Arquivo mensal: abril 2023

Brasília – Asa Sul

Eu ainda não havia nascido quando Brasília foi inaugurada. Em 1960 o Brasil ainda respirava ares democráticos e sonhava com mais cinquenta anos em cinco. A nova capital foi inaugurada. O “avião” de Lúcia Costa decolou na esperança de com ele alçarem-se tempos novos para todo o país. Mas veio 1962. E, depois, 1964 e o golpe militar consumado.

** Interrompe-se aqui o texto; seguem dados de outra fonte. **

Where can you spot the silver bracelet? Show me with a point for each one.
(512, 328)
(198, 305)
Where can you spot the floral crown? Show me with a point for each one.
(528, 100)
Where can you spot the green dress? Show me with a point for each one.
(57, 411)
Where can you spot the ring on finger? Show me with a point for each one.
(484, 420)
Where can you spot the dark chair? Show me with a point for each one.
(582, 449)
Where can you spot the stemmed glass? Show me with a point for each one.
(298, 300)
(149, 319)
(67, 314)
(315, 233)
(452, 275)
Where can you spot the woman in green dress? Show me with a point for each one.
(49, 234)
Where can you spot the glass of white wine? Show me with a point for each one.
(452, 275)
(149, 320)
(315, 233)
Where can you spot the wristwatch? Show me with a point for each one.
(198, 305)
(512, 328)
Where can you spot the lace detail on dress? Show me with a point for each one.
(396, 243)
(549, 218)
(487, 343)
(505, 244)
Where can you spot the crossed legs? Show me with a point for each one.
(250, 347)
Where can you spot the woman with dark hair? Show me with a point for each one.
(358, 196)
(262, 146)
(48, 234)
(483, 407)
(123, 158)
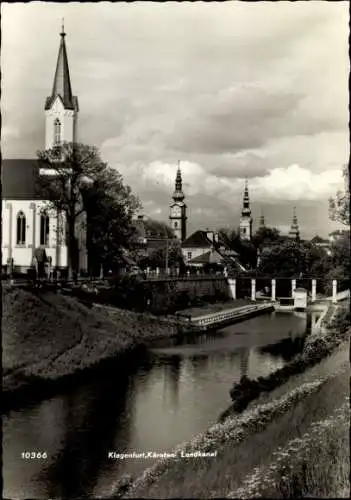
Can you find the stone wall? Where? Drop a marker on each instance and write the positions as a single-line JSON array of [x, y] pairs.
[[163, 292]]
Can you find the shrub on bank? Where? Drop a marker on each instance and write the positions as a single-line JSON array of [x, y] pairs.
[[247, 390], [238, 441], [315, 464]]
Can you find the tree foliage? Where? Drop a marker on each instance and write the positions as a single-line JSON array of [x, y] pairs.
[[82, 183], [266, 236], [289, 259], [339, 207]]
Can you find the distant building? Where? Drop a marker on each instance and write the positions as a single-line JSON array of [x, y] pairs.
[[178, 216], [246, 219], [150, 235]]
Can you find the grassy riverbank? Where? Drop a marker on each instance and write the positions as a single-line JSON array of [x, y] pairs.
[[246, 442], [46, 336], [270, 450]]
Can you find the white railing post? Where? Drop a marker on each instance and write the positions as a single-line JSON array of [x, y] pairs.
[[253, 289], [314, 290], [335, 291], [273, 289]]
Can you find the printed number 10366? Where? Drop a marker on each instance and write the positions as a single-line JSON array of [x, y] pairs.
[[34, 455]]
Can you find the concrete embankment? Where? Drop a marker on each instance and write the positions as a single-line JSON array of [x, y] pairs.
[[49, 338]]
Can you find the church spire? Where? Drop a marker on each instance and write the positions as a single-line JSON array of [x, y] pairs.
[[294, 229], [262, 221], [62, 81], [246, 201], [178, 192]]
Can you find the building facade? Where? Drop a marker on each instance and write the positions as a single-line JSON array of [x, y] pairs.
[[245, 224], [28, 221], [178, 215]]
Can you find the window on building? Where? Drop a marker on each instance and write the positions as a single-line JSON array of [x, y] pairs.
[[57, 131], [44, 229], [21, 228]]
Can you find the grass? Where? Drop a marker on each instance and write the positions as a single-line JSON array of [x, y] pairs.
[[242, 443], [49, 335], [315, 465]]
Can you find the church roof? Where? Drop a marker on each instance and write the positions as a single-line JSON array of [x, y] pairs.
[[62, 81], [18, 179]]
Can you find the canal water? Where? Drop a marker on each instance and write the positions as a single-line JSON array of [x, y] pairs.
[[175, 391]]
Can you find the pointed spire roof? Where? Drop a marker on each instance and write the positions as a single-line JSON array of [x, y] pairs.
[[178, 194], [246, 201], [62, 81], [294, 229]]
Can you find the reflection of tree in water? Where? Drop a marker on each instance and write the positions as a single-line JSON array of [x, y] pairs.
[[93, 416], [287, 348], [244, 362], [171, 378]]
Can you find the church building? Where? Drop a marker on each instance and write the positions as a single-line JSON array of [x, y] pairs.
[[246, 219], [178, 215], [28, 222]]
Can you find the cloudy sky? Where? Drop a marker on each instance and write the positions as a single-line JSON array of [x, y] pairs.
[[232, 90]]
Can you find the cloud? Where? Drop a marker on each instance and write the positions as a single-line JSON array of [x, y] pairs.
[[233, 89]]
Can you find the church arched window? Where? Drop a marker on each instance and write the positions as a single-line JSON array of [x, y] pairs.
[[57, 131], [21, 228], [44, 229]]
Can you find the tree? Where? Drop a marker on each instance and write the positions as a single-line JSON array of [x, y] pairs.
[[339, 207], [81, 183], [289, 259], [266, 236]]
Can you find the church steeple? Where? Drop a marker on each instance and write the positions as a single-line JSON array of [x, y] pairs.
[[246, 210], [245, 219], [294, 232], [178, 208], [262, 221], [62, 82], [61, 107], [178, 194]]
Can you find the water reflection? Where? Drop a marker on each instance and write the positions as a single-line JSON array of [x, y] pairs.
[[170, 394]]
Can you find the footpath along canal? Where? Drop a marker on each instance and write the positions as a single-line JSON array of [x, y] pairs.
[[173, 392]]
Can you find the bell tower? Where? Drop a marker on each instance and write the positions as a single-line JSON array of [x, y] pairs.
[[294, 232], [61, 107], [177, 215], [246, 219]]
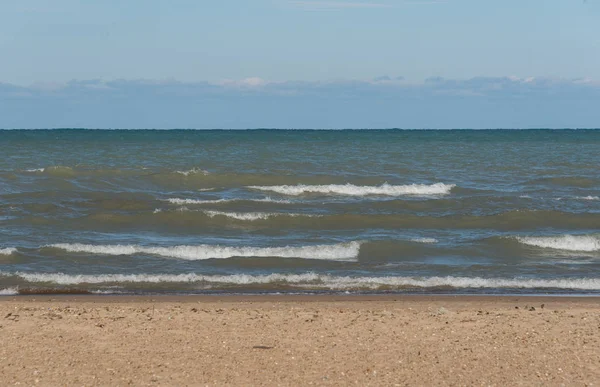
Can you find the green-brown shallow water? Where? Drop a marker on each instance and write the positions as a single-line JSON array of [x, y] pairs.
[[457, 211]]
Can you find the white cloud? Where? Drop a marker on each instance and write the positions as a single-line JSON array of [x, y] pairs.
[[336, 4], [246, 82]]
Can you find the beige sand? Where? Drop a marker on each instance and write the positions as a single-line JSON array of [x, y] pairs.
[[299, 341]]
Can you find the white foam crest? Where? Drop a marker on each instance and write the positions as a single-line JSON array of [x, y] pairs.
[[588, 197], [193, 171], [313, 280], [335, 252], [8, 251], [179, 201], [424, 240], [9, 292], [584, 243], [250, 216], [357, 190]]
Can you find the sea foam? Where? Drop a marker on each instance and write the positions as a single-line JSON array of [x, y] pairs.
[[179, 201], [315, 281], [8, 251], [250, 216], [424, 240], [9, 291], [357, 190], [334, 252], [584, 243], [193, 171]]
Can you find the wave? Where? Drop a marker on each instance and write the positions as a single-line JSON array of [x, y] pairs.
[[356, 190], [583, 243], [179, 201], [193, 171], [335, 252], [424, 240], [8, 251], [9, 292], [588, 197], [315, 281], [254, 215]]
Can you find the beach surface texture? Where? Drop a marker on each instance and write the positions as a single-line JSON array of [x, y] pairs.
[[300, 340]]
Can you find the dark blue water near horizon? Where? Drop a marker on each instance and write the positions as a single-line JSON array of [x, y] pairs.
[[193, 211]]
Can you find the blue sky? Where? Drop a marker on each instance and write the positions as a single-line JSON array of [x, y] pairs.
[[280, 63]]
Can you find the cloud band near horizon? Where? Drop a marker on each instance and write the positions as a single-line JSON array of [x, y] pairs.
[[384, 102]]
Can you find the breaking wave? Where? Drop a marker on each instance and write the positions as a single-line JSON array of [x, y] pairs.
[[424, 240], [315, 281], [356, 190], [8, 251], [583, 243], [9, 292], [335, 252], [588, 197], [253, 215], [193, 171], [179, 201]]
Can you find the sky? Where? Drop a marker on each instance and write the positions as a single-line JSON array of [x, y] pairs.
[[300, 64]]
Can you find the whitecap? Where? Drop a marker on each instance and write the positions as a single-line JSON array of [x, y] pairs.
[[250, 216], [356, 190], [335, 252], [315, 281], [8, 251], [9, 292], [424, 240], [193, 171], [583, 243]]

Meus olhos viram a luz no final de 1965. Criado no sul do sul do Brasil, só vim conhecer o Planalto Central em 1986 em meio à transição da ditadura para a democracia. O Presidente era o ex-arenista José Sarney que foi empossado sem nunca ser eleito nem diplomado. Era a transição negociada com os militares que largavam o governo mas continuavam com muito do poder. Depois daquele primeiro encontro, várias vezes tive a oportunidade de visitar a cidade que nasceu da vontade desenvolvimentista de Juscelino Kubitschek, foi planejada na prancheta de Lúcia Costa e adornada pelas obras do comunista Oscar Niemeyer.

Morar aqui, nunca passou pelas minhas mínimas cogitações. Mas eis que, 36 anos depois, cá estou eu morando numa das avenidas identificadas por letras e números da Asa Sul do Plano Piloto e trabalhando no ponto de encontro da Asa Sul com a Asa Norte e delas com o Eixão. Da janela da sala do trabalho vejo, ao leste, vejo a Esplanada dos Ministérios no lado em que o último prédio é o Palácio do Planalto e, à sua direita (no sentido físico e também político do termo), o Congresso com as duas torres e as cúpulas, uma na posição normal e a outra, invertida. Ao oeste ergue-se a Torre de Comunicação e o setor hoteleiro norte.

Como diz a música da banda que aqui surgiu na década de 1980, aqui, no coração da capital, “as ruas tem cheiro de gasolina e óleo diesel” como as de qualquer outra cidade grande. Diferentemente do planejado por seus idealizadores que a queriam com trezentos mil habitantes, nestes sessenta e poucos anos, Brasília se tornou uma cidade de três milhões de moradores. As “cidades satélites” não são mais satélites. Têm vida própria e espelham a realidade brasileira não apenas quanto à origem de seus moradores. Brasília, no seu todo, é um reflexo exacerbado da nação que somos. Aqui convivem, lado a lado, a maior renda per capita com a maior favela do país. O sol que nasce para os que vivem nas mansões do Lago Sul é muito diferente daquele que brilha na Sol Nascente. No Lago Sul, o astro aquece as piscinas. Na favela, ele seca a pele, o chão e toda esperança.

Morar em Brasília é uma experiência particular. É uma viagem entre o que foi planejado, o que deu certo e o que deu errado. O Parque da Cidade, as alamedas nas entrequadras, as praças, as árvores frutíferas por todos os lados, as flores, os amplos espaços ajardinados chamando à convivialidade… são o lado bom da cidade que busco aproveitar nos pouco tempo de folga que a atividade me permite. As distâncias, o privilégio ao automóvel, a frieza do cimento, a segregação por faixa de renda concretizada gráfica e geograficamente são o lado que dói e faz pensar que a utopia, quando esquece o lugar onde é gestada, pode se tornar distópica.

Minha residência aqui é transitória e ligada à atividade específica que me fez vir para este lugar do Brasil. Vivo a cada dia que estou aqui esta cidade que estou aprendendo a gostar na esperança de, nela e com as pessoas que aqui vivem e com as quais convivo, muito possa me ensinar.